Les potiers qui travaillaient à Jérusalem il y a plus de 2 000 ans ne pensaient peut-être pas trop au champ magnétique de la Terre, mais à leur insu, les jarres d’argile qu’ils moulaient enregistraient en fait un registre scientifique du magnétisme de la planète.
Grâce aux propriétés magnétiques des particules d’oxyde de fer présentes dans l’argile – qui enregistrent l’intensité du champ magnétique terrestre lorsqu’elles sont chauffées – les scientifiques ont découvert une histoire cachée des fluctuations du champ magnétique terrestre entre 750 et 150 av.
“Les céramiques contiennent de minuscules minéraux – des “enregistreurs” magnétiques – qui sauvegardent des informations sur le champ magnétique du temps où l’argile était dans le four”, a déclaré le chercheur Erez Ben-Yosef de l’Université de Tel Aviv en Israël à The Jewish Press.
“Céramique, argile cuite, briques de boue brûlées, scories de cuivre – presque tout ce qui a été chauffé puis refroidi peut devenir un enregistreur des composantes du champ magnétique au moment de l’événement.”
Ben-Yosef et son équipe ont analysé 67 poignées de jarres de stockage en céramique provenant de la région de Judée, qui ont pu être datées avec précision grâce aux cachets royaux intégrés des souverains de l’époque.
Oded Lipschits/Université de Tel Aviv
En utilisant un magnétomètre supraconducteur pour mesurer l’intensité du champ magnétique enfermé dans les fragments de bocaux, les chercheurs ont découvert que le champ magnétique de la Terre était 40 % plus puissant qu’aujourd’hui.
Mais ils ont également constaté que sa force avait connu un bref pic vers 700 avant J.-C., ce qui montre que le champ magnétique peut fluctuer au fil du temps et qu’il ne se contente pas de diminuer.
“Nous pouvons nous faire une idée plus précise de la planète et de sa structure interne en comprenant mieux des indicateurs tels que le champ magnétique, qui atteint plus de 2 900 kilomètres de profondeur dans la partie liquide du noyau externe de la Terre”, explique Ben-Yosef.

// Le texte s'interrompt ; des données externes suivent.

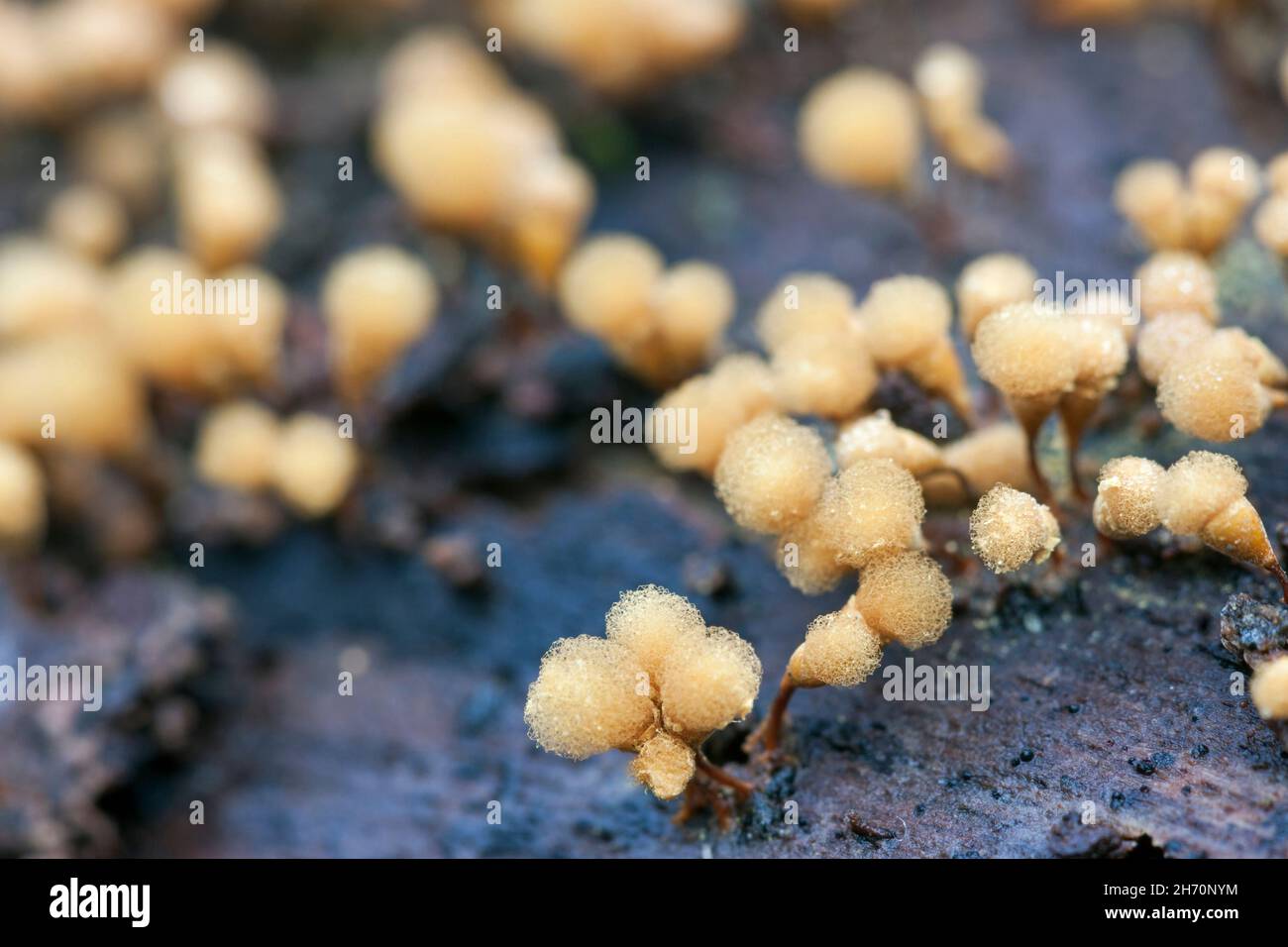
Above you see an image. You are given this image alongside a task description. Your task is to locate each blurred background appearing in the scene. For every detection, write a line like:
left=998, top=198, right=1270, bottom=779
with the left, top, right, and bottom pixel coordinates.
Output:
left=0, top=0, right=1288, bottom=857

Les enregistrements modernes du champ magnétique de la Terre ne remontent qu’à environ 200 ans et, bien que nous puissions glaner quelques informations supplémentaires à partir de roches volcaniques riches en fer vieilles de plusieurs millions d’années, il est très difficile de dater ces roches avec une grande précision.

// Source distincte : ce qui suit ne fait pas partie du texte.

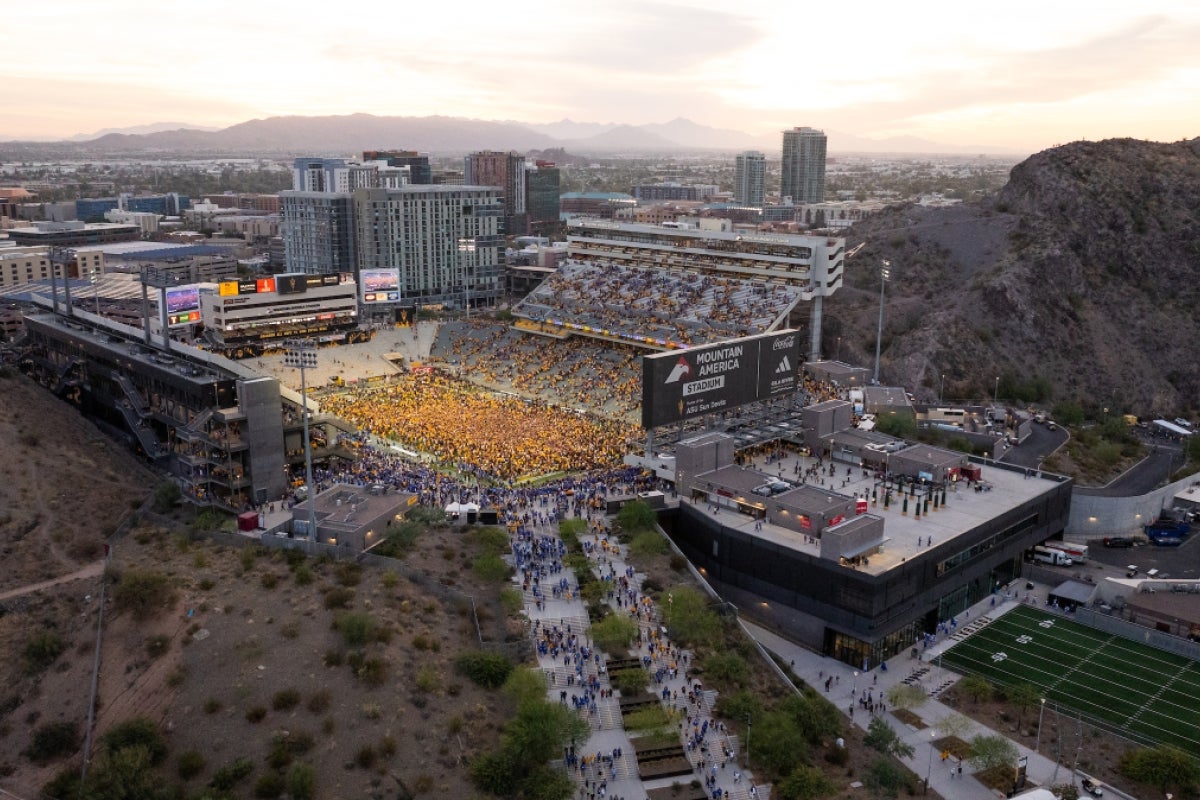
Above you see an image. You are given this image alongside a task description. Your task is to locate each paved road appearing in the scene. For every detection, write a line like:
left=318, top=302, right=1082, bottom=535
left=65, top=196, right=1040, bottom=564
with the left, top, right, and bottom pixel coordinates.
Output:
left=0, top=559, right=104, bottom=601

Toutes les données supplémentaires que nous pouvons obtenir sont donc très utiles.
Selon Albert Einstein , le champ magnétique de la Terre est l’un des grands mystères non résolus de la physique : les scientifiques pensent qu’il est causé par le fer liquide du noyau terrestre, qui crée une gigantesque dynamo électromagnétique autour de la planète.
Mais nous sommes moins sûrs de ce qui fait fluctuer l’intensité du champ. Comme ce bouclier magnétique est essentiel pour nous protéger des vents solaires et des radiations cosmiques, les scientifiques sont désireux de comprendre autant que possible ce phénomène.
Si le pic notable de 700 avant J.-C. n’aurait pas dérangé les fabricants de jarres de l’ancienne Judée, il aurait semé le chaos dans les réseaux de communication et d’Internet d’aujourd’hui, d’où l’importance de poursuivre les recherches sur le comportement du champ.
Maintenant que nous savons que le champ était beaucoup plus fort il y a quelques milliers d’années, cela pourrait aider les scientifiques à prédire ce qu’il fera ensuite.
Eric Blinman, de l’Office d’études archéologiques du Nouveau-Mexique, qui n’a pas participé à la recherche, a déclaré à Popular Science que des découvertes similaires à l’avenir pourraient nous aider à reconstituer un enregistrement plus détaillé du champ magnétique terrestre.
“Pour les géophysiciens, dit-il, c’est comme si quelqu’un avait ouvert une porte verrouillée d’une bibliothèque dont ils ignoraient l’existence.”
Ces recherches ont été publiées dans PNAS.